Figure 2: Teammate selection among average players, September 2020. *Image by author.*

In figure 2, we create the same network graph as in figure 1, but for the average skilled players. From figure 1 and 2 we are then able to compare team selection strategies between average and highly skilled players. By comparing the two figures we find:

· There is much less separation of communities, meaning the average players are mixing Pokémon from different communities much more frequently. As a result, there are less clearly defined sets of Pokémon being organised into typical teams. This may be indicative of players making more experimental choices, whereas more skilled players have a keener sense of the best combinations of teammates.

· The most central nodes in these communities are different to those of the higher skilled tiers. This indicates that average players are not making the same teams as higher skilled players, rather, higher skilled players choose totally different teams to average players. This tells us that team selection before a match, not just skilled decisions in a match, is a key factor in success.

Figure 3: Teammate selection among high skill players, October 2015. *Image by author.*

It is also interesting to compare what teams are popular in 2020 as opposed to 2015, when generations 6 to 8 were not yet available at the time. In figure 3 we create a network graph for the highly ranked players from 2015. From this figure we once again see that highly ranked players have more clearly defined communities than average tier players.

One interesting observation is that even though Clefable and Excadrill were both available in 2015, they were not pivotal choices for team building, like we see in 2020. This indicates to us how the metagame was shifted over time.

Conclusion

Metagames in eSports are an excellent topic for analysing strategic choices, because we have a unique opportunity to capture highly detailed information for how players are making choices in response to different strategic contexts. In many games, but also in many other contexts, how the way in which individual components work together is just as important as how they operate individually. This emphasises on synergies between actors is an important approach for analysing systems made up of genes, marketing campaigns, as well or teammates in a game.

In this article, we have made one demonstration of using co-appearance to create network graphs we can analyse to discern the various strategies players employ. We can identify when certain selections of Pokémon may have complementary roles, or when they serve mutually- exclusive roles, and so players should pick one or the other, but not both. Insights into high skill player behaviour like this can help us understand how to achieve success at the game faster and apply that approach to other fields.

References

· https://www.smogon.com/forums/threads/everything-you-ever-wanted-to-know-about-ratings.3487422/

· https://www.smogon.com/stats/2015-10/chaos/gen5ou-1760.json

· https://www.smogon.com/stats/2020-10/chaos/gen8ou-1825.json

· https://www.smogon.com/stats/2020-09/chaos/gen8ou-1500.json

· https://en.wikipedia.org/wiki/Elo_rating_system

· https://en.wikipedia.org/wiki/Louvain_method

Appendix: Walkthrough

You can recreate this entire analysis yourself! The below walkthrough may take around 20–30 minutes to complete. This is a beginner friendly walkthrough, so you don’t need any prior experience to follow along. Familiarity with any query language will help you understand what the code is doing.

Prepare an environment

1. Create a free account with Neo4J and create your own Sandbox here.
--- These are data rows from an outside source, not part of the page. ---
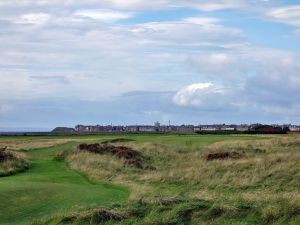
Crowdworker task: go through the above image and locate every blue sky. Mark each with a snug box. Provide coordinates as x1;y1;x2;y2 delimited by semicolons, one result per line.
0;0;300;131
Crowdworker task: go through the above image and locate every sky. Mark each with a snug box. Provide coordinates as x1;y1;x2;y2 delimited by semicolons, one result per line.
0;0;300;131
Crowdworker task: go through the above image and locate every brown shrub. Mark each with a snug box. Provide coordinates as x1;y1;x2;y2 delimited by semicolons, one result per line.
102;138;135;144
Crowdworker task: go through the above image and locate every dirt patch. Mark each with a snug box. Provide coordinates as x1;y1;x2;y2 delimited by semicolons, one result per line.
102;138;135;144
206;152;242;161
78;143;149;170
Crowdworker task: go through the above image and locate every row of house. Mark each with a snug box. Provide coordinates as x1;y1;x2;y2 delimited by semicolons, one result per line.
75;122;300;133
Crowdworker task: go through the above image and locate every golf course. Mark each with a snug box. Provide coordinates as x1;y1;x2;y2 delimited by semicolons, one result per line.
0;134;300;225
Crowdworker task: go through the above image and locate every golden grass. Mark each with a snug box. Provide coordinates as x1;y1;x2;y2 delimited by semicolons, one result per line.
0;138;104;151
67;135;300;205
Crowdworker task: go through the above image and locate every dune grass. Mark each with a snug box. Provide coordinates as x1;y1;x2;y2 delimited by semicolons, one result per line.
0;150;31;177
0;143;128;225
0;135;300;225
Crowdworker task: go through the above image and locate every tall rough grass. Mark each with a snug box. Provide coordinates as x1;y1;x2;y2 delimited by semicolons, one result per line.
55;135;300;224
0;153;31;177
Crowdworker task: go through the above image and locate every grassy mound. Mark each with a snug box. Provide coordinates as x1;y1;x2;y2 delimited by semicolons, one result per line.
0;148;31;177
32;197;300;225
0;143;128;225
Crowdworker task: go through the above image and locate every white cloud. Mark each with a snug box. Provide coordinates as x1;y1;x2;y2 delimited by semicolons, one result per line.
266;5;300;27
173;83;224;107
182;17;221;26
74;9;133;22
12;13;51;25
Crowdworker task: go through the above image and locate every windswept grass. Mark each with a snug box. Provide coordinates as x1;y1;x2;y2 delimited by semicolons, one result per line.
0;151;31;177
0;135;300;225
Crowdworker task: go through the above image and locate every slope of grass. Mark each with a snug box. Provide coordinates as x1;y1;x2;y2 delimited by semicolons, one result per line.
0;144;128;225
0;135;300;225
0;150;31;177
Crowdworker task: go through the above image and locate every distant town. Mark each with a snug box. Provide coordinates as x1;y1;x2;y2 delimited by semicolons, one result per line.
52;122;300;134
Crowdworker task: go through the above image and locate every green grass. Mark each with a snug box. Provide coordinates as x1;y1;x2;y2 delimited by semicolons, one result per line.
0;144;128;225
0;134;300;225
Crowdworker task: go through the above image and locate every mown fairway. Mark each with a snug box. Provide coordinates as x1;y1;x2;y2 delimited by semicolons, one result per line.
0;135;300;225
0;144;128;225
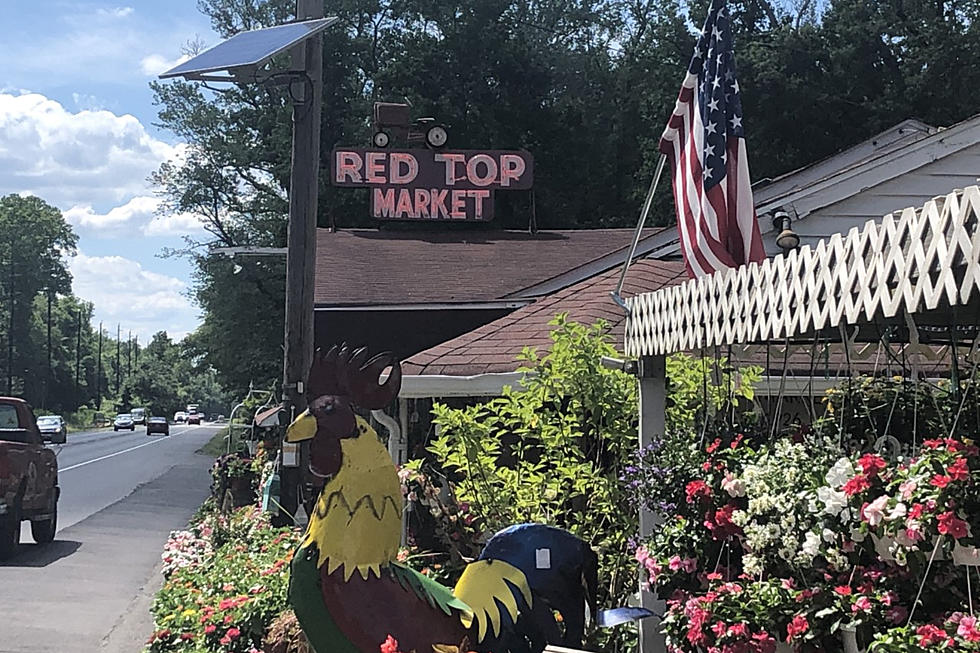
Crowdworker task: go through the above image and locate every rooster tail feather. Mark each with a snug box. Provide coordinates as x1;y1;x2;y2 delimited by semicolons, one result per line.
453;560;532;642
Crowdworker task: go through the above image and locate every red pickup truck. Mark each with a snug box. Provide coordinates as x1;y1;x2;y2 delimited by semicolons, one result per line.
0;397;60;560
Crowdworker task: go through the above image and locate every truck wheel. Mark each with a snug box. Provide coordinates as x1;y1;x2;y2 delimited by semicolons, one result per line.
0;506;20;560
31;499;58;544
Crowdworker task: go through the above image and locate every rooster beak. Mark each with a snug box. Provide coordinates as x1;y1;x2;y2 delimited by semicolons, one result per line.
286;410;316;442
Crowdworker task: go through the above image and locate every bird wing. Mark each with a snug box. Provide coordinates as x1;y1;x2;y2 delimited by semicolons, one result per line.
453;560;531;642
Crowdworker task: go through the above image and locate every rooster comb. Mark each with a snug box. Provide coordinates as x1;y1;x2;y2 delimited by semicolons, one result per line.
306;343;402;410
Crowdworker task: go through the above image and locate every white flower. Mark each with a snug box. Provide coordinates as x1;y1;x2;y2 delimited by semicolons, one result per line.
885;503;908;521
861;494;888;526
721;473;745;497
827;458;856;488
817;485;847;515
800;531;820;558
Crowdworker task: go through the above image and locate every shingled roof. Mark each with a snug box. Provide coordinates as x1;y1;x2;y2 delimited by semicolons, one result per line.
402;259;687;376
314;229;662;308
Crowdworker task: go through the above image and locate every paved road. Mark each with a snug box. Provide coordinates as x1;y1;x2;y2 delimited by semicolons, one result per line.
0;425;217;653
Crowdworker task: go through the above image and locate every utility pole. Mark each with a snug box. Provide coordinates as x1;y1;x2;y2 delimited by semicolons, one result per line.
7;248;17;395
280;0;323;515
116;322;122;395
41;288;54;406
95;322;102;411
75;307;82;410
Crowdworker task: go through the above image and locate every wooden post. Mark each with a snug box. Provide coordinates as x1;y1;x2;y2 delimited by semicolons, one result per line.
639;356;667;653
281;0;323;515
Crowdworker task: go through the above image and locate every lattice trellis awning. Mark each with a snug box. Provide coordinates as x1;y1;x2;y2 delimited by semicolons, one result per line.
626;186;980;357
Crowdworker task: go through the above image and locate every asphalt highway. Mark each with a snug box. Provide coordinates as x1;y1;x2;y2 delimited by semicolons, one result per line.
0;425;219;653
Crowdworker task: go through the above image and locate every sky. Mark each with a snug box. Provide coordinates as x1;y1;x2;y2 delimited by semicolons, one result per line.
0;0;220;343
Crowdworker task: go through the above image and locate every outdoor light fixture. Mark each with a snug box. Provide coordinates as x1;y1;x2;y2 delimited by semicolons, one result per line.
772;209;800;253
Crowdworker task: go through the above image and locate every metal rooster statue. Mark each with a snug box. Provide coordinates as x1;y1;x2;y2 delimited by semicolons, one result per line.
287;346;597;653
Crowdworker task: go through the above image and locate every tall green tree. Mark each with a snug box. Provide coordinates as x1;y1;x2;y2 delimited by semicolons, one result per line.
0;195;78;401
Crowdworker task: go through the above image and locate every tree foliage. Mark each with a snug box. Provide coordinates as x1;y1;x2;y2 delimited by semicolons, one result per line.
154;0;980;388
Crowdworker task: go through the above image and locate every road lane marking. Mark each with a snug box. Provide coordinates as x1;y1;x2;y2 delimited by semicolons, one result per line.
58;426;209;473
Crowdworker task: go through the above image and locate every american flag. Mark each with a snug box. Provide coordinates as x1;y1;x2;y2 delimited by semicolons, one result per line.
660;0;766;277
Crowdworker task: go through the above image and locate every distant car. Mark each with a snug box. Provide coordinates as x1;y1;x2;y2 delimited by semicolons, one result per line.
129;408;146;424
112;413;136;431
37;415;68;444
146;417;170;435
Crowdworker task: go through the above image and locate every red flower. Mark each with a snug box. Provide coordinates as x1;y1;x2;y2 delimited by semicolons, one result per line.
786;614;810;642
858;453;888;478
728;622;749;637
946;458;970;481
915;624;946;648
843;474;871;497
937;511;966;540
685;479;711;503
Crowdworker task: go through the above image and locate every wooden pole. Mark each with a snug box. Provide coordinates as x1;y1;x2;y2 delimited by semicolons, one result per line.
639;356;667;653
281;0;323;515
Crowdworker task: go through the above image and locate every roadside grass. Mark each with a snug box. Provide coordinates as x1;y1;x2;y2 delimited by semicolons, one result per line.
197;426;228;458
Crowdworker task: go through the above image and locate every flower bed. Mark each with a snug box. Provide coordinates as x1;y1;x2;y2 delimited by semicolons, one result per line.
147;507;300;653
626;420;980;653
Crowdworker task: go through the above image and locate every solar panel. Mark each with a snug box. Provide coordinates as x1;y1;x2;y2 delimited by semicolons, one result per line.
160;18;339;79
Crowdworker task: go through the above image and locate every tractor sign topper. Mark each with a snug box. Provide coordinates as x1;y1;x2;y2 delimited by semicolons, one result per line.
331;103;534;221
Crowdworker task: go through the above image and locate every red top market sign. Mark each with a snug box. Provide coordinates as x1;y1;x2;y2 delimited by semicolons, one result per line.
330;149;534;220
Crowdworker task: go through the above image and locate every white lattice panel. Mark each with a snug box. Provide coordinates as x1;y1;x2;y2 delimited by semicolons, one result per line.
626;186;980;356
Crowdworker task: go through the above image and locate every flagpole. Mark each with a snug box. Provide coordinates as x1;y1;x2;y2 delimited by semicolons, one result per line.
611;152;667;314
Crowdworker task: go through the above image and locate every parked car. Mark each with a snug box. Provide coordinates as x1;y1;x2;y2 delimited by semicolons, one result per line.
0;397;61;560
129;408;146;424
37;415;68;444
112;413;136;431
146;417;170;435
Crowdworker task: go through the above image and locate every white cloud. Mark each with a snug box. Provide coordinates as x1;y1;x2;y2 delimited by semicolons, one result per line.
64;195;203;237
0;93;182;208
70;252;198;342
140;54;191;77
143;213;204;236
96;7;136;18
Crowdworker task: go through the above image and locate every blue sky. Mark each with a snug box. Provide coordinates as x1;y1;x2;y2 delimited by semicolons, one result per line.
0;0;218;342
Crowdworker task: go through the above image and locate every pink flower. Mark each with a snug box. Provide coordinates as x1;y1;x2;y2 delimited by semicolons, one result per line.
842;474;871;497
936;511;967;540
786;614;810;642
858;453;887;478
851;596;871;613
915;624;946;648
380;635;398;653
898;481;918;501
956;617;980;642
885;605;909;624
684;479;711;503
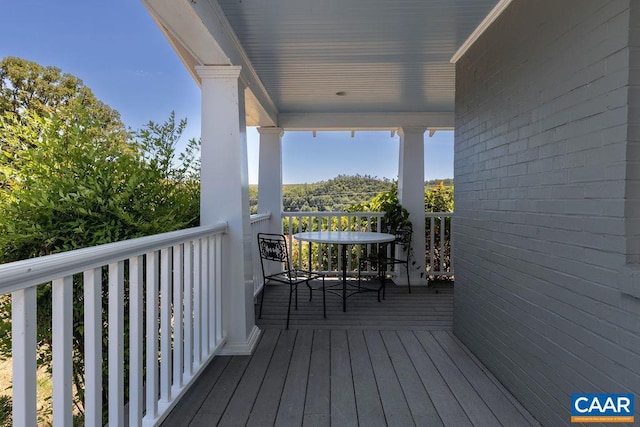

2. Select ‘New Project’ and Select ‘Blank Sandbox.’

3. Select ‘Launch in Browser’

4. At the top of the screen, you will see the command line, enter the following code in chunks (unfortunately, neo4j Sandbox isn’t powerful enough to execute all the code at once!)

The Code

Execute each commented section separately. The below code is extracting data from one of the selected JSON files. Simply change the URL to a different set from smogon.com/stats, to analyse a different skill tier or time period.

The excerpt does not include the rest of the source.